The price you pay for items bought on the Internet could be heading up, after the U.S. Supreme Court decided on Monday to stay out of a fight over adding Internet sales taxes to consumer purchases.
Supporters of the tax measures believe they create an even playing field for brick-and-mortar business and online businesses, by making sure each pays the same local and state tax rates. They also point to an estimated $23 billion in state taxes that go uncollected from online sales.
Opponents believe the task of collecting taxes from all local towns and states would prove difficult to bear, especially for small businesses. And still others oppose any new tax measures on the principle that they represent a tax increase.
The Supreme Court, by turning down the cases, effectively wants Congress to work out the problems.
The issue of who decides the Internet sales tax question goes back to 1992, when the Supreme Court told Congress to work out the problem in a ruling that predated the modern commercial Internet.

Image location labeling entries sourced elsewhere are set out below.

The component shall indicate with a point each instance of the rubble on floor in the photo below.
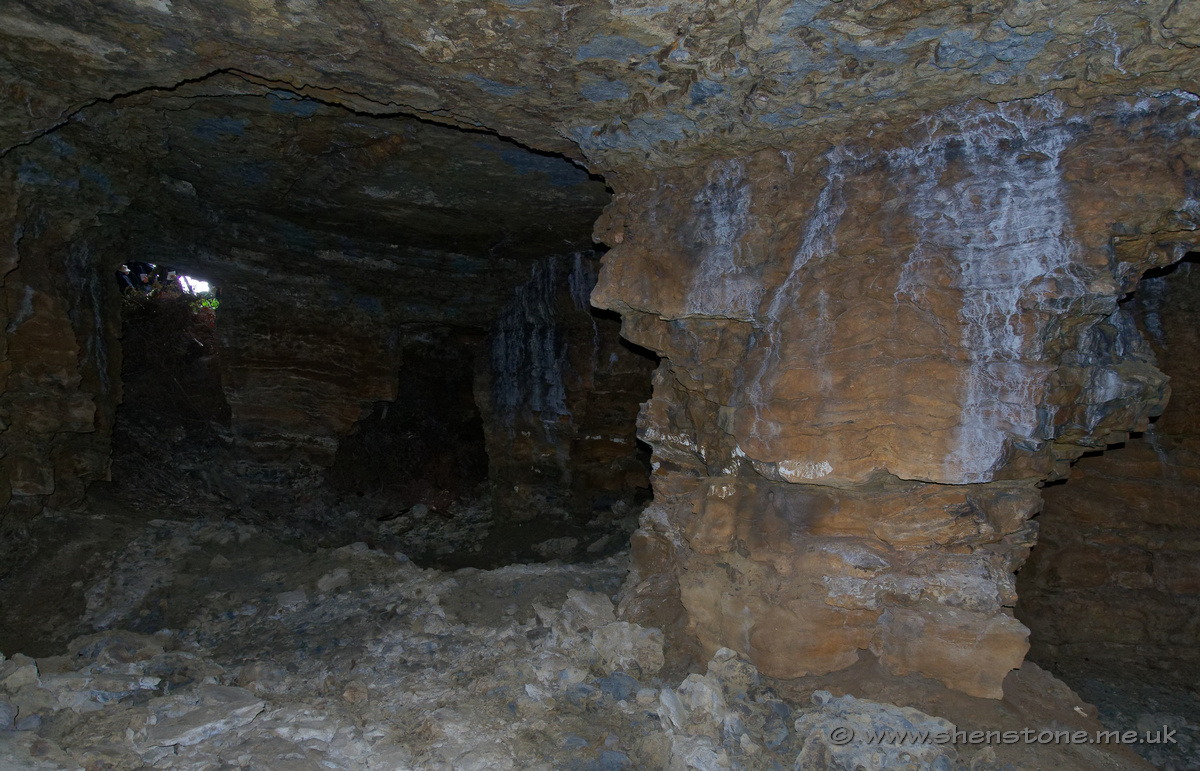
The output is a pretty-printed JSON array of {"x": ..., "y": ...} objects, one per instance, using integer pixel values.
[{"x": 217, "y": 646}]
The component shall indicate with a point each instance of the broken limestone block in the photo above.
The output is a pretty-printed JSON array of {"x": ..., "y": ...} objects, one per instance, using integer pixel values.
[
  {"x": 334, "y": 580},
  {"x": 581, "y": 611},
  {"x": 87, "y": 692},
  {"x": 628, "y": 647},
  {"x": 735, "y": 674},
  {"x": 699, "y": 753},
  {"x": 293, "y": 599},
  {"x": 703, "y": 698},
  {"x": 557, "y": 548},
  {"x": 190, "y": 719},
  {"x": 838, "y": 736}
]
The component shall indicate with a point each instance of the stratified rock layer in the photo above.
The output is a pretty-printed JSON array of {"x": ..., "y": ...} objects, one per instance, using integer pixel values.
[{"x": 871, "y": 357}]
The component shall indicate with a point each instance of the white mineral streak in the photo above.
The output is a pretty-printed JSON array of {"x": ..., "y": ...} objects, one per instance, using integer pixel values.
[
  {"x": 1007, "y": 227},
  {"x": 720, "y": 286}
]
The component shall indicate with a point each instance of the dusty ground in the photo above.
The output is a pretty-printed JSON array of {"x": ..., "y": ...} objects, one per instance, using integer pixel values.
[{"x": 211, "y": 644}]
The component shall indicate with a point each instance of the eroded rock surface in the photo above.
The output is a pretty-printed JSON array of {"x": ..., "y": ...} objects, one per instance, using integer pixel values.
[
  {"x": 355, "y": 659},
  {"x": 871, "y": 358},
  {"x": 879, "y": 245}
]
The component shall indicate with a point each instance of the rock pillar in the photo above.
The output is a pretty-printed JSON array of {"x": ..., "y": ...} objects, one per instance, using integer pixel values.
[{"x": 873, "y": 356}]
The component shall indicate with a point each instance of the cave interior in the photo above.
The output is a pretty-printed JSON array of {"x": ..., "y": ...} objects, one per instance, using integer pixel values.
[{"x": 599, "y": 386}]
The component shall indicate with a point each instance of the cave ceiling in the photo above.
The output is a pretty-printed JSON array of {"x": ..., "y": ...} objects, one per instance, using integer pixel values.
[{"x": 623, "y": 82}]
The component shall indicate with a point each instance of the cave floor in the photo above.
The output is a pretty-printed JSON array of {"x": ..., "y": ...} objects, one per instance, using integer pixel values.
[{"x": 210, "y": 643}]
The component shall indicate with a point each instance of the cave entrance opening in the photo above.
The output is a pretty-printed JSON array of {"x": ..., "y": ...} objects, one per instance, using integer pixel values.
[
  {"x": 1111, "y": 590},
  {"x": 405, "y": 352}
]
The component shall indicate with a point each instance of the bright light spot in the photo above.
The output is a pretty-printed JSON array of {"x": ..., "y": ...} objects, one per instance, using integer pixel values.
[{"x": 195, "y": 286}]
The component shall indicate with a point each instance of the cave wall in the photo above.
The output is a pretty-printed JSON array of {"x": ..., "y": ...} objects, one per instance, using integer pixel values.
[
  {"x": 873, "y": 356},
  {"x": 1115, "y": 577},
  {"x": 59, "y": 353},
  {"x": 559, "y": 396}
]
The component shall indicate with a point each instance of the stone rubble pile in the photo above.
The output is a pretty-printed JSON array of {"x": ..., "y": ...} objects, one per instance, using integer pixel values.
[{"x": 366, "y": 661}]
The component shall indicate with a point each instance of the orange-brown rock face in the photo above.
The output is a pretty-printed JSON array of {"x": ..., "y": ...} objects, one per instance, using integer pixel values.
[{"x": 873, "y": 356}]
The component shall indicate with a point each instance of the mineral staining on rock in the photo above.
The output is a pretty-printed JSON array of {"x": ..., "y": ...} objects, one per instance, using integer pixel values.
[
  {"x": 880, "y": 247},
  {"x": 852, "y": 462}
]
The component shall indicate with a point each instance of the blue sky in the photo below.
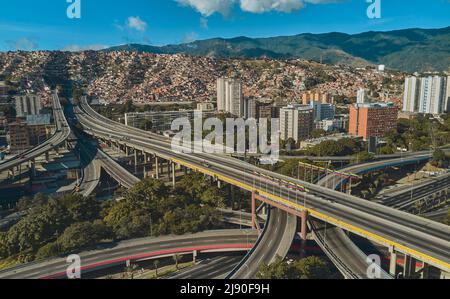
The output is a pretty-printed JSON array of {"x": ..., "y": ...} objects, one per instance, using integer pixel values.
[{"x": 43, "y": 24}]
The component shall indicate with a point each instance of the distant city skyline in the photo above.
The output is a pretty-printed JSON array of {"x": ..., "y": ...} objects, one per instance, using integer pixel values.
[{"x": 44, "y": 25}]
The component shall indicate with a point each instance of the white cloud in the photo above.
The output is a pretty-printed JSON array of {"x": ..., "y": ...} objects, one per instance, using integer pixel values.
[
  {"x": 260, "y": 6},
  {"x": 190, "y": 37},
  {"x": 24, "y": 44},
  {"x": 209, "y": 7},
  {"x": 137, "y": 24}
]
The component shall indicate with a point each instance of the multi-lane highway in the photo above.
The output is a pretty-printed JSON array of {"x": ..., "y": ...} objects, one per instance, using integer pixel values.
[
  {"x": 406, "y": 197},
  {"x": 136, "y": 250},
  {"x": 275, "y": 241},
  {"x": 61, "y": 135},
  {"x": 418, "y": 237}
]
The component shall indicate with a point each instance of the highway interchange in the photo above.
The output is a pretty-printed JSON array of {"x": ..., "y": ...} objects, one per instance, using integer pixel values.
[{"x": 419, "y": 237}]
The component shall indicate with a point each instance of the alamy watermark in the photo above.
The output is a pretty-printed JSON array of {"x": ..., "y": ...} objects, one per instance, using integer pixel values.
[
  {"x": 74, "y": 9},
  {"x": 241, "y": 136}
]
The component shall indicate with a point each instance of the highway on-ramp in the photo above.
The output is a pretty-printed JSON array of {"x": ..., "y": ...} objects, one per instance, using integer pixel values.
[{"x": 423, "y": 239}]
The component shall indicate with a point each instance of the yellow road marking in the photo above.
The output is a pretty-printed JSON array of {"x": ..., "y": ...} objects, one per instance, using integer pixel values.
[{"x": 315, "y": 213}]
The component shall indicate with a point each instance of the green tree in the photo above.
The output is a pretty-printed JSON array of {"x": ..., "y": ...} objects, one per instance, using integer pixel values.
[
  {"x": 81, "y": 235},
  {"x": 312, "y": 268},
  {"x": 439, "y": 158},
  {"x": 277, "y": 270}
]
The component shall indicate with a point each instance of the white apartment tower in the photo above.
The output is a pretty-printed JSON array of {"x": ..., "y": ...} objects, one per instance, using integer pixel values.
[
  {"x": 296, "y": 122},
  {"x": 411, "y": 95},
  {"x": 230, "y": 97},
  {"x": 362, "y": 96},
  {"x": 447, "y": 97},
  {"x": 221, "y": 91},
  {"x": 28, "y": 105},
  {"x": 432, "y": 95}
]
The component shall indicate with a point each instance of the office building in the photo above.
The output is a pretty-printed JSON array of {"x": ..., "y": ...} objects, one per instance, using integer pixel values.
[
  {"x": 329, "y": 125},
  {"x": 221, "y": 94},
  {"x": 323, "y": 111},
  {"x": 230, "y": 97},
  {"x": 411, "y": 94},
  {"x": 28, "y": 105},
  {"x": 372, "y": 120},
  {"x": 432, "y": 91},
  {"x": 447, "y": 97},
  {"x": 160, "y": 121},
  {"x": 310, "y": 96},
  {"x": 362, "y": 96},
  {"x": 205, "y": 106},
  {"x": 296, "y": 122},
  {"x": 427, "y": 95},
  {"x": 251, "y": 106},
  {"x": 3, "y": 90}
]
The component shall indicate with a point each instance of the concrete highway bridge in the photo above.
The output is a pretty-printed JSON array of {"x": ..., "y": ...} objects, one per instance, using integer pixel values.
[{"x": 413, "y": 236}]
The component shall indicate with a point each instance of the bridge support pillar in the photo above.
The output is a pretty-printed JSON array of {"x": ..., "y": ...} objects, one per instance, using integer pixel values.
[
  {"x": 393, "y": 262},
  {"x": 350, "y": 185},
  {"x": 303, "y": 233},
  {"x": 146, "y": 162},
  {"x": 194, "y": 256},
  {"x": 174, "y": 177},
  {"x": 32, "y": 167},
  {"x": 409, "y": 267},
  {"x": 426, "y": 271},
  {"x": 304, "y": 225},
  {"x": 254, "y": 217},
  {"x": 157, "y": 168}
]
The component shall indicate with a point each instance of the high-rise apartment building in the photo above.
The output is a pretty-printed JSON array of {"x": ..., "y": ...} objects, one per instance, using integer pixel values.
[
  {"x": 296, "y": 122},
  {"x": 310, "y": 96},
  {"x": 411, "y": 94},
  {"x": 372, "y": 120},
  {"x": 3, "y": 89},
  {"x": 447, "y": 96},
  {"x": 362, "y": 96},
  {"x": 230, "y": 97},
  {"x": 250, "y": 109},
  {"x": 323, "y": 111},
  {"x": 221, "y": 94},
  {"x": 28, "y": 105},
  {"x": 432, "y": 95},
  {"x": 428, "y": 95}
]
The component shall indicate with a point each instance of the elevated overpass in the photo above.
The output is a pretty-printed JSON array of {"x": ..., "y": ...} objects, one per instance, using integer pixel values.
[
  {"x": 60, "y": 136},
  {"x": 138, "y": 250},
  {"x": 416, "y": 237}
]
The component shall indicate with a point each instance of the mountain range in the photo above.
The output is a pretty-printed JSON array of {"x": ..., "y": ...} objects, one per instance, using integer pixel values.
[{"x": 408, "y": 50}]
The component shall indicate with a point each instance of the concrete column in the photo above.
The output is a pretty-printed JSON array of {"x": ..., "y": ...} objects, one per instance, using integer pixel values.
[
  {"x": 409, "y": 267},
  {"x": 426, "y": 271},
  {"x": 349, "y": 189},
  {"x": 393, "y": 262},
  {"x": 304, "y": 225},
  {"x": 32, "y": 169},
  {"x": 157, "y": 168},
  {"x": 254, "y": 217},
  {"x": 174, "y": 178},
  {"x": 194, "y": 256}
]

In Quill Corp. v. Heitkamp, the Supreme Court found that states had a right under the Due Process Clause of the Constitution to collect sales taxes, but the burden placed on out-of-state businesses to collect the taxes ran afoul of the Commerce Clause.
“The State’s enforcement of the use tax against Quill places an unconstitutional burden on interstate commerce,” said Justice John Paul Stevens.
The Court then said that the “underlying issue here is one that Congress may be better qualified to resolve, and one that it has the ultimate power to resolve.”
Since then, Congress has been unable to agree on the issue. Its most-recent effort, the Marketplace Fairness Act of 2013, was passed by the Senate in May 2013 with President Barack Obama’s support.
The law would let states collect sales taxes from residents who buy online from out-of-state retailers. The retailers would collect the tax at the point of purchase, and remit the taxes to the eligible states and local municipalities.
But the GOP-controlled House hasn’t acted on the legislation, which is viewed by some as a tax increase.
Making the situation murkier is the fact that Amazon supported the Marketplace Fairness Act, while Overstock opposed it.
Amazon has started collecting taxes in 16 states, including New York and California, where it also has built warehouses. Currently, some states have similar agreements with retailers like Amazon. Others require people to report an annual use tax to estimate how much they spend online each year.
Amazon and another online retailer, Overstock.com, wanted the question resolved by the highest court in the land. Amazon and Overstock have been complying with New York’s law, even though they were challenging it in court.
The first case, Amazon.com, LLC v. New York State Department of Taxation and Finance, asked if New York state’s tax law violates the Constitution’s Commerce Clause, because it requires out-of-state online retailers without a physical presence in New York to collect taxes from purchases made by New Yorkers.
The other case, Overstock.com, Inc. v. New York State Department of Taxation and Finance, posed a related question: Is a business with no employees or operations in a state subject to the state’s taxing power because it has entered into a contractual relationship with a resident of the state who is not its legal agent.
But in a twist, the Illinois Supreme Court ruled in October that state laws requiring the so-called Amazon tax were unconstitutional.
In Performance Marketing Association, Inc. v. Hamer, the Illinois court ruled against a statute that required out-of-state retailers engaged in “performance marketing” to collect local taxes and pay them to the state. (Performance marketing is where third-parties get payments made from sales they refer to a national online retailer.)
The Illinois court said the state violated the Internet Tax Freedom Act, so it didn’t consider the Commerce Clause in its ruling.
So for now, the Internet sales tax issue heads to the back of the line of issues in the queue in Congress, and consumers face the prospect of seeing more state and local taxes added directly to online purchases.
Scott Bomboy is the editor in chief of the National Constitution Center.